Adverse Childhood Experiences: Primary Prevention

February 25, 2019

Adverse childhood experiences (ACEs) refer to harmful events during the formative years of a person’s life, such as child abuse and neglect (CAN) or household challenges stemming from parental substance misuse, incarceration, or untreated mental health issues. These events can lead to chronic physical and behavioral health issues and, ultimately, early death. Primary prevention of ACEs is characterized by evidence-based interventions designed to enhance protective factors and reduce risk factors for ACEs before they occur. Strategies include building skills and promoting social norms for positive parenting, strengthening economic supports for families, and providing quality education and enrichment early in life.

Primary prevention differs from trauma-informed care (TIC), which involves a service delivery approach rooted in the understanding that trauma impacts a person’s everyday life and needs to be addressed in collaboration with multidisciplinary partners. Although it has been receiving increased attention from state policymakers, TIC is not the same as primary prevention of ACEs. TIC intervenes after ACEs have occurred, whereas primary prevention focuses on stopping the occurrence of ACEs altogether. A comprehensive approach that utilizes primary prevention strategies and TIC is necessary to fully address ACEs.

Primary Prevention…

  • Prevents ACEs before they occur.
  • Focuses on enhancing protective factors, such as positive parenting, education, and family economic supports.
  • Strategies can focus on the micro- or macro- level, e.g., home visiting or strengthening economic supports for families.

Trauma-Informed Care…

  • Prevents poor health and life outcomes from occurring after ACEs or other trauma occurs.
  • Focuses on screening and providing services for recovery.
  • Strategies are often organizational and clinical, e.g., training workforce and involving the patient in the treatment process.

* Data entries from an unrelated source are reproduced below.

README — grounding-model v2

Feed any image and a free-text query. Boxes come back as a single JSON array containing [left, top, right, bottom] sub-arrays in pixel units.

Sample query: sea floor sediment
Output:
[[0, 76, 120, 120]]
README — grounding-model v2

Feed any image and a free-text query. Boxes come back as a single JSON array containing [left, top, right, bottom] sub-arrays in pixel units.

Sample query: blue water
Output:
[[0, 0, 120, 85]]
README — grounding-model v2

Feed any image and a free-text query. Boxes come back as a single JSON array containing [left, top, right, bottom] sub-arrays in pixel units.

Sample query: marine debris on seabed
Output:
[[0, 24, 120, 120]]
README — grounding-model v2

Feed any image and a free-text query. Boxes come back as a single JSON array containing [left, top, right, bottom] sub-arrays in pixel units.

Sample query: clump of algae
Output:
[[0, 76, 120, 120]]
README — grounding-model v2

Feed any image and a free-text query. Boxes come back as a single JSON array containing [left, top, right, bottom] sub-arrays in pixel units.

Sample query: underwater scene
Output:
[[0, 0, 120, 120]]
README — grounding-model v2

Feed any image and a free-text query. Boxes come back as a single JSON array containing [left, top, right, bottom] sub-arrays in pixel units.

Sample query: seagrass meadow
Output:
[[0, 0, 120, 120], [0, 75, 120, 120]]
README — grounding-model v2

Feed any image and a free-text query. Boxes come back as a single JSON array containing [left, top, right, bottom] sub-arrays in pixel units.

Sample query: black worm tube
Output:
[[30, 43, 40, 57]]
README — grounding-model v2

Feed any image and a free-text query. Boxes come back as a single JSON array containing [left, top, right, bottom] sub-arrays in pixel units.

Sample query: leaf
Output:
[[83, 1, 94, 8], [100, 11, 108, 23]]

Primary Prevention: Benefits for States

The economic costs of ACEs emphasize the need to focus on primary prevention. CDC estimates the lifetime costs associated with CAN are $2 trillion, which includes healthcare, special education, child welfare, criminal justice, and lost earning potential. States can offset lifetime costs by investing in evidence-based strategies, such as home visiting programs and state paid family and medical leave policies. Home visiting was found to reduce healthcare costs, reduce the need for remedial education for children, and increase family self-sufficiency, including mother’s education and job training. Paid family and medical leave is associated with various positive health outcomes for families. Researchers estimated that providing 12 weeks of job-protected paid leave would result in 600 fewer infant and post-neonatal deaths annually.

Examples of Evidence-Based ACEs Primary Prevention Strategies

Early Head Start Programs

Early Head Start (EHS) is a program focusing on child development and parent education. A recent longitudinal study examined the long-term benefits of EHS on child maltreatment and short-term child, parent, and family outcomes that are linked to child maltreatment. The study found that participating in EHS led to a long-term reduction in the number of children involved in the child welfare system. Family outcomes include an increase in parental emotional response, lower levels of parental stress, and less family conflict. EHS is currently federally funded to serve a small percentage of families. Broadening the criteria of EHS could be beneficial to addressing CAN at the population level.

Dual Generational Approaches to Address the Needs of Children and Their Caretakers

Dual generational approaches focus on creating opportunities and addressing the needs of both children and their caretakers. Two examples include substance misuse treatment with a parenting component and rooming-in for newborns with neonatal abstinence syndrome (NAS). A systematic review of the outcomes of dual treatment for substance misuse and parenting found an overall positive outcome for dual treatment programs compared to programs without a parenting component. Rooming-in, the practice of keeping the newborn with the mother after birth, is associated with immediate and long- term health benefits for both the mother and newborn, and is an emerging promising practice to address NAS.

Strengthening Economic Supports for Families

Economic supports for families are key to helping lift working families out of poverty and reducing parental stress, which are risk factors for CAN. Two promising practices include enhancing the state and federal Earned Income Tax Credit (EITC) and increasing the minimum wage. The EITC raises more than 6 million people—half of them children—above the poverty line each year. Economic support from EITC is associated with favorable socioeconomic effects, such as improved school performance for children. Regarding minimum wage, a study found that increases in the federal baseline minimum wage of $7.25 per hour led to a decline in overall child maltreatment reports for states. In the study’s analysis, a $1 increase in the minimum wage led to a statistically significant 9.6 percent decline in child neglect reports.

Conclusion

State health leadership has a role in preventing ACEs by supporting evidence-based primary prevention strategies that build skills and promote social norms for positive parenting, strengthen economic supports for families, and provide quality education and enrichment early in life. Primary prevention is shown to be cost effective and can address the prevention of ACEs with a multi-generational approach, leading brighter childhoods and healthier futures.